In this tutorial we will go through an analysis using bModelTest in BEAST v{{ page.beastversion }} and look into how to interpret the results. This tutorial assumes that you have already done some of the other tutorials and that you are familiar with the basics of using BEAUti, BEAST and Tracer.

Installing the bModelTest Package

We first have to install the bModelTest (version {{ page.bmodeltestversion }} or above) package.

Open BEAUti and navigate to File > Manage Packages. Select bModelTest and then click Install/Upgrade (Figure 1). Then restart BEAUti to load the package.

Figure 1: Installing bModelTest in the Manage Packages window in BEAUti

The Data

We will continue analyzing the primate mitochondrial data set from the introductory tutorial.

Open BEAUti and navigate to File > Import Alignment. Select the file primate-mtDNA.nex in the data directory.

Setting up the analysis in BEAUti

Depending on which version of the primate-mtDNA.nex file you downloaded you will find four partions (noncoding, 1stpos, 2ndpos, and 3rdpos) or five partions (coding, noncoding, 1stpos, 2ndpos, and 3rdpos). In case your file contains the coding partition (which actually consists of all 1st, 2nd, and 3rd positions), you have to delete it by selecting the respective row and clicking on the - on the bottom left. We will work with the four partions noncoding, 1stpos, 2ndpos, and 3rdpos. Additionally, we will simplify things by having all four partitions in the alignment evolve under the same Site, Clock and Tree models.

In the Partitions panel select all four partitions (with shift+click) and then click Link Site Models, Link Clock Models and Link Trees. You should rename each model something more informative than noncoding, such as site, clock and tree. Rename models by double-clicking on the drop-down boxes.

The Partition window should now look like Figure 2.

Figure 2: Linking the Site Model across partitions in BEAUti.

Now we want to set up our Site Model to run the model averaging analysis.

Click the Site Model tab in BEAUti and then select the drop-down box at the top which says Gamma Site Model and change it to BEAST Model Test (Figure 3).

Figure 3: Setting up the BEAST ModelTest.

In the lower drop-down box we will keep transitionTransversionSplit selected. This tells bModelTest to only consider substitution models that differentiate between transitions (A {% eqinline \leftrightarrow %} G and C {% eqinline \leftrightarrow %} T) and transversions (all other substitutions). If all possibilities to group the rates in the substitution rate matrix, independent of whether substitutions are transitions or transersions, there are a total of 203 reversible models with symmetric rate matrices {% cite Bouckaert2017 --file Substitution-model-averaging/refs %}. However, if we only consider models that group transitions together with transitions but not with transversions, there are only 31 models. Selecting transitionTransversionSplit therefore dramatically reduces the number of models that we need to explore.

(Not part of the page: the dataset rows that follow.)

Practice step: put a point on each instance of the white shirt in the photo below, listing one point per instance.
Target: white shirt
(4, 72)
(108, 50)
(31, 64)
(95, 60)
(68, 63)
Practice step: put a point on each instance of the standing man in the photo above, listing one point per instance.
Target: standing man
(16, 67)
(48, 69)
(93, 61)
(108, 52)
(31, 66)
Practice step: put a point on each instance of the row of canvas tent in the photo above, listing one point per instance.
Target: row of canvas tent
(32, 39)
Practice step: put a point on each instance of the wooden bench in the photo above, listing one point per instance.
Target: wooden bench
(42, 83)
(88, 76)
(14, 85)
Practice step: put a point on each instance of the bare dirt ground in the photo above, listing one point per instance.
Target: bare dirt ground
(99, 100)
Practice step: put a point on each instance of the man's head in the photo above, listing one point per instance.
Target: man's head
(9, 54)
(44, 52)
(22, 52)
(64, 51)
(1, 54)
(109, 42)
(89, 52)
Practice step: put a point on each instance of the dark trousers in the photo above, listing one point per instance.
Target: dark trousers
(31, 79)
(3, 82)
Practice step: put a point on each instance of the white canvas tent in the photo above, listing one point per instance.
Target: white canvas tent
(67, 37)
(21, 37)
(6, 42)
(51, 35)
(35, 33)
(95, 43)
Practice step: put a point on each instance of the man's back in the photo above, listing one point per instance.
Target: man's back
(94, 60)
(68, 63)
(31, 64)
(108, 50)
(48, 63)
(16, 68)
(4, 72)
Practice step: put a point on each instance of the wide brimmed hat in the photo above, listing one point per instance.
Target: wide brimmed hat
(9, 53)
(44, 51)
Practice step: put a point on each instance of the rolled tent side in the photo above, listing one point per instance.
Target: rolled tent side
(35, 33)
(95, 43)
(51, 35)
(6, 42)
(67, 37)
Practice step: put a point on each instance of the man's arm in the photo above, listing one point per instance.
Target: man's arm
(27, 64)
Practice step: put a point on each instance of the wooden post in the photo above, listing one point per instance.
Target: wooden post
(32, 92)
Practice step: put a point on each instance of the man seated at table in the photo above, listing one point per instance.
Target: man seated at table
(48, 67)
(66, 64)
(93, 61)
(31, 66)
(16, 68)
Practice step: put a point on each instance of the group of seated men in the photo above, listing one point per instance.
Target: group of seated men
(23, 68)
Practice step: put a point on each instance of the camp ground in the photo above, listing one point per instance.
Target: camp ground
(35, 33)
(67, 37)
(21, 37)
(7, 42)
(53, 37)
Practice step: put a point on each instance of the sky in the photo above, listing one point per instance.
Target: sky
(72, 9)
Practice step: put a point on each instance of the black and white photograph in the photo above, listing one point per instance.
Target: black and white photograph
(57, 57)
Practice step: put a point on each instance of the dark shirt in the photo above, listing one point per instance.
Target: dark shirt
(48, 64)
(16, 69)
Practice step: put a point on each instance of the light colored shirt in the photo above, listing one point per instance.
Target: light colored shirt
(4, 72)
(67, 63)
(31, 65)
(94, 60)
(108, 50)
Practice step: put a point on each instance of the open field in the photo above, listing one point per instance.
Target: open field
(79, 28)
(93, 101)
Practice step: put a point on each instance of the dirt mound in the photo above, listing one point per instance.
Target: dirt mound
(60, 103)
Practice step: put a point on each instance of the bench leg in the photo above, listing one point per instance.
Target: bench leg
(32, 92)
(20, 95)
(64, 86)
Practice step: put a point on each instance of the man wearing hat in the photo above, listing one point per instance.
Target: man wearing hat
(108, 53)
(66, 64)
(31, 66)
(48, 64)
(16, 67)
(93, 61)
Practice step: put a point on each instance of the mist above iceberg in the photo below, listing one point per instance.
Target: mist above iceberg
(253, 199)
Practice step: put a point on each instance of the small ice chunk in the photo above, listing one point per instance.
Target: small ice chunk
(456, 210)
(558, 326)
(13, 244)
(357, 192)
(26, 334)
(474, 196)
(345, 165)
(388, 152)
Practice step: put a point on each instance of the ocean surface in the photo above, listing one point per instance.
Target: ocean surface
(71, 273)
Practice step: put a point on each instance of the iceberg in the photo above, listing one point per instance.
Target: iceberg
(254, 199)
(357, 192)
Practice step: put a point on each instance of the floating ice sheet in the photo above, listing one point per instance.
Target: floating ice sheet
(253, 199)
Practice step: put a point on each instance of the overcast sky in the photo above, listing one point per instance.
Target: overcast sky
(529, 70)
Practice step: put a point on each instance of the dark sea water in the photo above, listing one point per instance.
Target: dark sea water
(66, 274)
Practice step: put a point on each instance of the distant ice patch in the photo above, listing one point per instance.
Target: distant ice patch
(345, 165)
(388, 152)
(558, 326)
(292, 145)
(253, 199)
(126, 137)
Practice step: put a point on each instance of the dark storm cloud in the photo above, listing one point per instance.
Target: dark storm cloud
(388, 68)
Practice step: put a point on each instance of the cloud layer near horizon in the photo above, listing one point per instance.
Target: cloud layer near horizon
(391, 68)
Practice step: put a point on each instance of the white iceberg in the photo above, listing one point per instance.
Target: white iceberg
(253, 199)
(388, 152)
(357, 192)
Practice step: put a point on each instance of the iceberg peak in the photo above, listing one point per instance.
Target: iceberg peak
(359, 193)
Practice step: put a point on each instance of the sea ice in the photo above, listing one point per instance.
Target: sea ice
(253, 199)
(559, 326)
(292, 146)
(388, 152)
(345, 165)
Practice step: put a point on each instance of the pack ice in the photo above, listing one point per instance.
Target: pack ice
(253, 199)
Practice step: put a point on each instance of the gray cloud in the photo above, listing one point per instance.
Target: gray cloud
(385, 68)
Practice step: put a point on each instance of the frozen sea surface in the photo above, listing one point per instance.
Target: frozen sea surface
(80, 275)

In the Clock Model and Prior tabs, we do not need to change any of the default settings for this tutorial.

Click the MCMC tab in BEAUti. Change the chain length to 5 000 000 and the sampling frequency to every 5 000 by changing Log Every under tracelog and treelog. This will help us to avoid autocorrelation by ensuring that we are not sampling too frequently. (You can also increase Log Every under screenlog to keep BEAST2 from producing too much screen output). Change the tracelog file name to primate-mtDNA-bMT.log and the treelog file name to primate-mtDNA-bMT.trees. Click File > Save As and save as primate-mtDNA-bMT.xml. You can now close BEAUTi.

Run the analysis in BEAST

Open BEAST and choose primate-mtDNA-bMT.xml as the BEAST XML File (Figure 4). If BEAGLE is installed check the box to use it. Then click run.

Figure 4: Running the analysis in BEAST.

While BEAST is running consider the following discussion points.

We did not check estimate in the box next to the Mutation Rate in the Site Model tab. Doing so makes no difference, since BEAUti constrains the mean substitution rate of all partitions to be equal to 1 (by default). Since we linked the substitution model across all partitions we effectively have only one partition, thus the substitution rate is fixed to 1.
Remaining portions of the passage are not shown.